Ministro da Fazenda disse que dificuldades para definir o número são as mesmas da meta de 2016; equipe econômica defende déficit de R$ 150 bi e não descarta elevar impostos

Carla Araújo e Tânia Monteiro, O Estado de S.Paulo

05 Julho 2016 | 11h58

O ministro da Fazenda, Henrique Meirelles, reafirmou que a equipe econômica trabalha para fechar os cálculos em torno da meta fiscal de 2017 até quinta-feira, negou divergências entre a equipe econômica e política e confirmou que existe a possibilidade de aumento de impostos.

Segundo ele, a dificuldade para se fechar o número é a mesma que aconteceu na meta de 2016, por conta de uma série de variáveis que tem que ser estimada. "Estamos agora trabalhando na receita e obviamente isso envolve diversos setores de atividade econômica, a retomada da confiança, o investimento, a infraestrutura. Temos que pensar também em privatização e venda de ativos", disse. Questionado se o aumento de impostos também está neste horizonte ele respondeu: "Estamos considerando e vamos divulgar as conclusões ainda essa semana".

Meirelles disse ainda que os cálculos do governo visam divulgar o menor déficit possível. "Será uma meta realista e crível". O ministro disse ainda que o governo trabalha com o pressuposto de que a PEC que limita os gastos será aprovada no Congresso. "A despesa está dada, temos a meta de 2016 com previsão de despesas e temos o teto para o crescimento das despesas em 2017, vamos trabalhar e estamos trabalhando com pressuposto de que o Congresso vai aprovar a PEC."

Meirelles negou que haja "um pacote de bondades" por parte do governo e disse que a proposta é uma "mudança cultural" em relação aos gastos públicos. Segundo ele, a decisão caberá ao Congresso, como é o correto, discutir como o Orçamento da União e como alocar as despesas dentro do teto. "O importante é (que as despesas) tenham crescimento real acima de inflação de zero", afirmou.

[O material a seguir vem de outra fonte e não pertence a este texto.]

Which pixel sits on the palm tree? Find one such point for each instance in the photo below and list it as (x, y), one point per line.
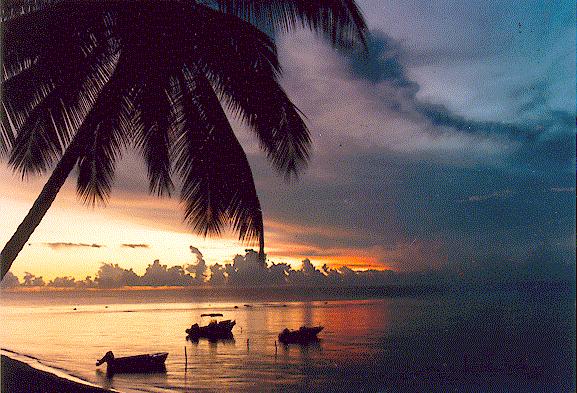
(82, 80)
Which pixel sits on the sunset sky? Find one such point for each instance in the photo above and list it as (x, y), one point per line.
(452, 143)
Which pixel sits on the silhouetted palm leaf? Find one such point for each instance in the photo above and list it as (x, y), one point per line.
(339, 20)
(97, 75)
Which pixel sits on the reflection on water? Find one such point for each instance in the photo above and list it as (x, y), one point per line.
(509, 341)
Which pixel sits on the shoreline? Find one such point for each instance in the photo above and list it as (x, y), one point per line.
(23, 374)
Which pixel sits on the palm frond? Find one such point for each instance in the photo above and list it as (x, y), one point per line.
(340, 21)
(232, 47)
(152, 135)
(218, 188)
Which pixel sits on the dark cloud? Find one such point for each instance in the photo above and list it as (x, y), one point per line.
(384, 63)
(113, 276)
(59, 245)
(30, 280)
(198, 269)
(541, 263)
(161, 275)
(9, 281)
(135, 245)
(63, 282)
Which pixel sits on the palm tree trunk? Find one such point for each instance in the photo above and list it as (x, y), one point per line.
(40, 206)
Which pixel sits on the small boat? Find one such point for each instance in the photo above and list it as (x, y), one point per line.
(134, 364)
(303, 335)
(216, 314)
(213, 331)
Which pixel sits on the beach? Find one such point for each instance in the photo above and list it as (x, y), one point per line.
(511, 340)
(20, 377)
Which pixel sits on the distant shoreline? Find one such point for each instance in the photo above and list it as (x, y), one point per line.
(19, 376)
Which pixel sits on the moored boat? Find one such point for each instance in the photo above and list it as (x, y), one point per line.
(134, 364)
(303, 335)
(213, 331)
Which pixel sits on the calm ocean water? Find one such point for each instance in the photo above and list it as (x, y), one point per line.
(519, 340)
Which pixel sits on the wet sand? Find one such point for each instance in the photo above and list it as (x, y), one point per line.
(19, 377)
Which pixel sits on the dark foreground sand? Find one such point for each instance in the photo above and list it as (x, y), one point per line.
(19, 377)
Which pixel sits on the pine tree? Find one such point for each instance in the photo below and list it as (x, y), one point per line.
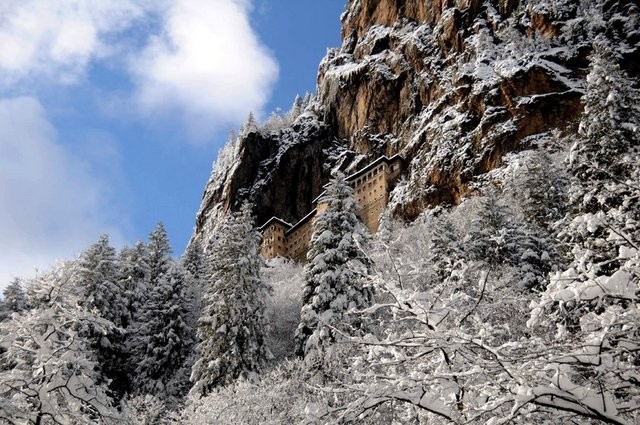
(233, 324)
(158, 253)
(296, 109)
(249, 126)
(14, 298)
(606, 154)
(164, 337)
(97, 278)
(493, 238)
(445, 249)
(334, 275)
(193, 262)
(540, 188)
(133, 277)
(54, 376)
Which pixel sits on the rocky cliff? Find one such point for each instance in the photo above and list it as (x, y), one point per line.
(452, 85)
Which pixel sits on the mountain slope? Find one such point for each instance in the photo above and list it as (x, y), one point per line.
(451, 85)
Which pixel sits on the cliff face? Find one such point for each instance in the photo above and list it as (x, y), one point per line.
(451, 85)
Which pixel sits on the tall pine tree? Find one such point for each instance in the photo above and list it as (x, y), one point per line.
(232, 327)
(334, 275)
(164, 336)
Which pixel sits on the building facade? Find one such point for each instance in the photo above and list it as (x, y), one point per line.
(371, 186)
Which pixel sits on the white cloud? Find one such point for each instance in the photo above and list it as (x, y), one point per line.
(58, 39)
(51, 203)
(197, 59)
(208, 64)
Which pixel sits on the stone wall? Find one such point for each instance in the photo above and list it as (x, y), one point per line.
(371, 186)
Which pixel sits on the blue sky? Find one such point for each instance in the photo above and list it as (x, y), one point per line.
(111, 113)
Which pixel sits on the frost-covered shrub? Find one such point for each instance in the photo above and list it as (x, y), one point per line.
(278, 397)
(283, 305)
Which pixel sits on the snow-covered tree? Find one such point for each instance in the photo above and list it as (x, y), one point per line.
(54, 377)
(494, 237)
(606, 153)
(334, 276)
(539, 188)
(159, 251)
(250, 125)
(163, 337)
(232, 326)
(296, 109)
(97, 278)
(446, 249)
(133, 278)
(14, 298)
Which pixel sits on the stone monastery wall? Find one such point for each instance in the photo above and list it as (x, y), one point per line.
(371, 186)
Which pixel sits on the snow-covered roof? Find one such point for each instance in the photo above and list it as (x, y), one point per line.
(302, 221)
(272, 220)
(374, 164)
(292, 227)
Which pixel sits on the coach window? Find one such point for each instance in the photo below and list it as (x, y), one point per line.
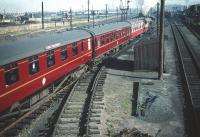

O ministro disse ainda que não precisa de mais conversas com o presidente em exercício, Michel Temer, para que o número da meta de 2017 seja fechado e negou que haja divergências entre opiniões da ala política e econômica. "Não há necessidade de conversa, não há divergência", disse.

Tamanho do rombo. O governo pretende definir o valor da nova meta de resultado das contas públicas para o ano de 2017 e, para isso, vai administrar uma divisão em sua equipe. A ala econômica defende um déficit de R$ 150 bilhões, resultado melhor do que os R$ 170,5 bilhões fixados para este ano. Porém, há conselheiros políticos, entre eles o ministro da Casa Civil, Eliseu Padilha, pregando que a manutenção da meta em R$ 170,5 bilhões é suficiente para garantir a disciplina e o apoio do setor produtivo, principalmente no atual quadro de retração econômica. É esse o dilema que Temer vai arbitrar.

Meirelles comentou as declarações de Padilha e disse que o ministro deu apenas a sua opinião. "Foi apenas uma manifestação legítima do ministro Padilha dizendo que se for R$ 170 já seria sinal extremamente positiva. É uma opinião dele e como sempre fazemos vamos levar em conta opinião com maior seriedade", disse, ressaltando que não há ainda uma antecipação. "Estamos concluindo os cálculos e certamente devemos anunciar até quinta-feira", reforçou.